Dan is de datum daar. De kinderen hebben samen met moeder kibbeling gegeten. Mevrouw De Bie neemt vrijwel meteen de regie. Ze maakt een rustige en vastbesloten indruk. ‘Ik ben er klaar voor. Het is goed zo.’ Ze is haar kinderen, de huisarts en mij dankbaar voor de steun in deze laatste maanden. ‘Het ga jullie goed’. Ze gaat staan, neemt de drank aan van de huisarts en drinkt het glas in enkele teugen leeg. ‘Dat heb ik geoefend met glazen water’, knipoogt ze. ‘Tip uit het clubblad’. Ze gaat weer zitten, kijkt haar kinderen nog een keer liefdevol aan en sluit haar ogen.
De teloorgang van het leven, de angst om de regie/controle over je eigen leven te verliezen, en dan uiteindelijk de opluchting dat je niet verder met het leven moet. Mooi opgeschreven Cas.

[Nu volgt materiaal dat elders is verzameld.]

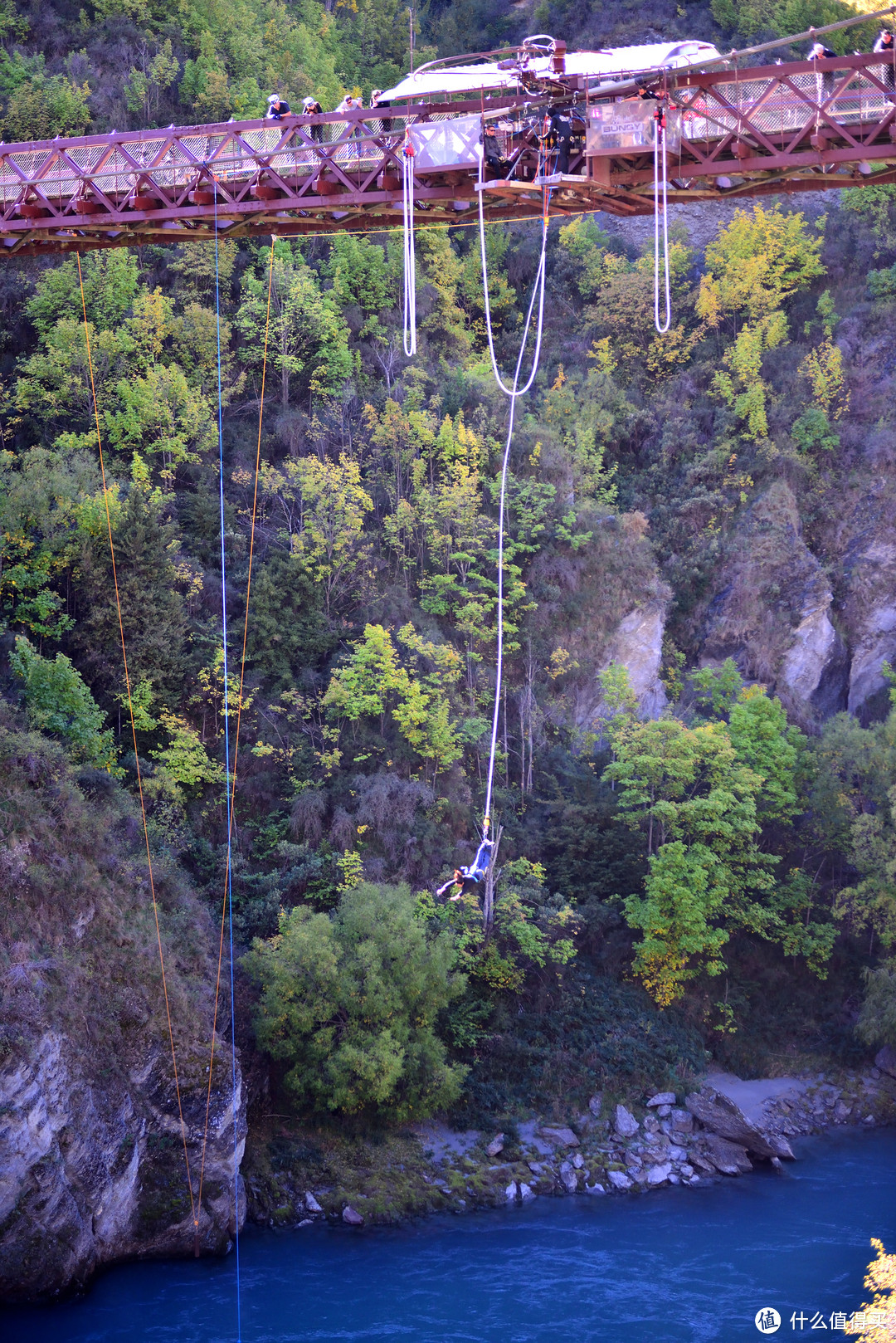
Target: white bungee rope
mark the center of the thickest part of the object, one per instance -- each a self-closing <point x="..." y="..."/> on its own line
<point x="660" y="180"/>
<point x="512" y="393"/>
<point x="410" y="261"/>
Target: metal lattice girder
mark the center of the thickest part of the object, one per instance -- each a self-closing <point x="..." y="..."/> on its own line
<point x="796" y="126"/>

Zo hoort het: zo zorgvuldig, zo erg mevr. De Bie serieus genomen, zo goed meegegaan maar ook letten op artefacten en valkuilen. Deden onze collegae het allemaal maar zo.
Complimenten!
Zo hoort het: zo zorgvuldig, zo met mevr. De Bie meegaan maar ook letten op artefacten en valkuilen. Deden onze collegae het allemaal maar zo.
Complimenten
Mooi Cassandra, een pareltje weer.
Heel mooi! Fijn dat je kon helpen om het afscheid goed te laten zijn.
En de vrouw ( en indirect de kinderen) veel lijden te besparen.